Mas voltando aos dados dessa aventura que deu certo. Hoje com o nascimento de Iawyraky os Waimiri somam 1000 indivíduos com crescimento populacional de seis por cento ao ano. Não foi registrada, nos últimos dez anos, nenhuma doença que possa ser imunizada. Existe controle total de doenças respiratórias, malária e outras doenças endêmicas. Cem por cento da população está vacinada. Todo o controle da saúde desses índios está informatizado. O trabalho é feito pelos postos de saúde instalados em praticamente todas as aldeias.

Voltaram à agricultura cultivando grandes roças, possuem estoque de animais para abate, peixes e gado. A estrada é fechada no final da tarde para os índios possam caçar e circular livremente.

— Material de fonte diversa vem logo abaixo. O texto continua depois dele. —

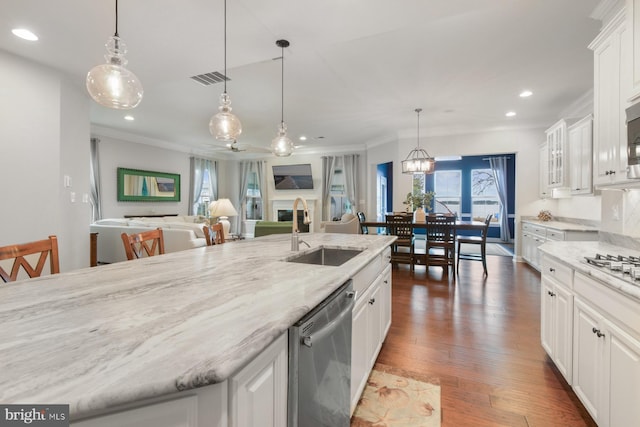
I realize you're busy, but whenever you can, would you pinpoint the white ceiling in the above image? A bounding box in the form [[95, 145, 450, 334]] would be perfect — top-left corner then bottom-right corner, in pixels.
[[0, 0, 600, 154]]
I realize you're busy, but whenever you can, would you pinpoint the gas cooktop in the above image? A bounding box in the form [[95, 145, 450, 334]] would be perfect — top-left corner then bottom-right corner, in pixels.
[[584, 254, 640, 286]]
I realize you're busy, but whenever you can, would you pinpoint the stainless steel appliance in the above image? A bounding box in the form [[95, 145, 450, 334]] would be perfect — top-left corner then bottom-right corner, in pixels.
[[288, 280, 356, 427], [626, 103, 640, 179], [584, 254, 640, 286]]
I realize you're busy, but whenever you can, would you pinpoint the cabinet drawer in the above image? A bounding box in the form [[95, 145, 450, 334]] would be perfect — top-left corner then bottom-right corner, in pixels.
[[522, 222, 547, 237], [541, 256, 573, 288], [547, 229, 565, 240]]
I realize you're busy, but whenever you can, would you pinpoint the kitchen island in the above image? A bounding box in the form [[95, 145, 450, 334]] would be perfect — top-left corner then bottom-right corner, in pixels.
[[0, 233, 394, 421]]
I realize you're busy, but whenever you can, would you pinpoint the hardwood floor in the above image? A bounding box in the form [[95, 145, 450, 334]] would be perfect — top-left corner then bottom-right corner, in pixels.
[[378, 256, 596, 427]]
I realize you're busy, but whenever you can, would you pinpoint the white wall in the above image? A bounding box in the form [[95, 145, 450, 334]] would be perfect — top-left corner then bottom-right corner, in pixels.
[[0, 52, 89, 271]]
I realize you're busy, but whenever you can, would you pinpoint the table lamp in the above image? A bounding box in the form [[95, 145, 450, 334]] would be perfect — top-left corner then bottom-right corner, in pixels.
[[209, 199, 238, 239]]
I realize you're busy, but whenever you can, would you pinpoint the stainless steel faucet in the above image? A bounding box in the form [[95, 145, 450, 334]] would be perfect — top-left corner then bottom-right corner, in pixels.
[[291, 197, 311, 251]]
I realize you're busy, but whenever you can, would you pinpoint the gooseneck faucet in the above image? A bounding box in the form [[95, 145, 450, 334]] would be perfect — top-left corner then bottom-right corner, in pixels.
[[291, 197, 311, 251]]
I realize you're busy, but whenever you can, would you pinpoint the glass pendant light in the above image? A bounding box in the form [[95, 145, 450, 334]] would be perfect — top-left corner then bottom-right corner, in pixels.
[[402, 108, 436, 174], [271, 40, 293, 157], [209, 0, 242, 142], [86, 0, 143, 110]]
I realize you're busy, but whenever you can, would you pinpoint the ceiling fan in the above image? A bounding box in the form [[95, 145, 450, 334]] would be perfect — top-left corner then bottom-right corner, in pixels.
[[207, 140, 271, 153]]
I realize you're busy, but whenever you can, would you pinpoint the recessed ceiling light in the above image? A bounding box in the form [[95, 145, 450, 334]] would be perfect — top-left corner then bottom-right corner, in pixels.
[[11, 28, 38, 42]]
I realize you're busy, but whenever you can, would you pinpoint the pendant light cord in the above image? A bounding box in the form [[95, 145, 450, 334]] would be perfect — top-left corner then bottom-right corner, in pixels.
[[280, 46, 284, 124], [224, 0, 227, 93], [113, 0, 120, 37]]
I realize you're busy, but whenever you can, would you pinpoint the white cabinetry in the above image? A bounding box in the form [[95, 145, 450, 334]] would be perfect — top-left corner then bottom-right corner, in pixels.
[[522, 222, 547, 271], [589, 9, 632, 186], [573, 273, 640, 427], [351, 250, 391, 413], [229, 333, 288, 427], [567, 114, 593, 195], [540, 257, 573, 384], [626, 0, 640, 103], [538, 142, 551, 199], [546, 120, 569, 188]]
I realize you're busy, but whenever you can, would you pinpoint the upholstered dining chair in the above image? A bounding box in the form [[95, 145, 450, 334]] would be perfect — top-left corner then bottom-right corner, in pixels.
[[202, 222, 224, 246], [385, 214, 415, 271], [456, 214, 493, 275], [425, 214, 456, 279], [0, 236, 60, 283], [120, 228, 164, 261]]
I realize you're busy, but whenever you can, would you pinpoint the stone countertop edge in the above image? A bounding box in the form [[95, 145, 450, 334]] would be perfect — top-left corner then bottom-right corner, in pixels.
[[520, 219, 599, 231], [539, 241, 640, 302], [0, 233, 395, 420]]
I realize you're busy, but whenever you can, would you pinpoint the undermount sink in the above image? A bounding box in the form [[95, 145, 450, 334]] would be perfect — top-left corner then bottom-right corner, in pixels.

Os Waimiri Atroari contam hoje com uma escola em cada uma das 19 aldeias. São 28 professores indígenas. Seu artesanato é muito rico e está sendo comercializado pelo endereço www.waimiriatroari.org.br.

Há muito mais para se falar do renascimento dessa nação. Fica a experiência e a prova de que quando existe vontade política o progresso pode ser construtivo em todas as direções. Com sucesso, outro projeto semelhante é desenvolvido pela Eletronorte com os índios Parakanãs, que vivem perto da Hidrelétrica de Tucurui.

Dia 26 de setembro de 2003 nasceu Iawyraky, o pequeno lutador. Os índios cantam e festejam até hoje. O milésimo Kinja é o símbolo de um belo momento que será contado para sempre, ao pé do fogo, nas aldeias. Não só nas aldeias daquele povo, mas em todo o mundo.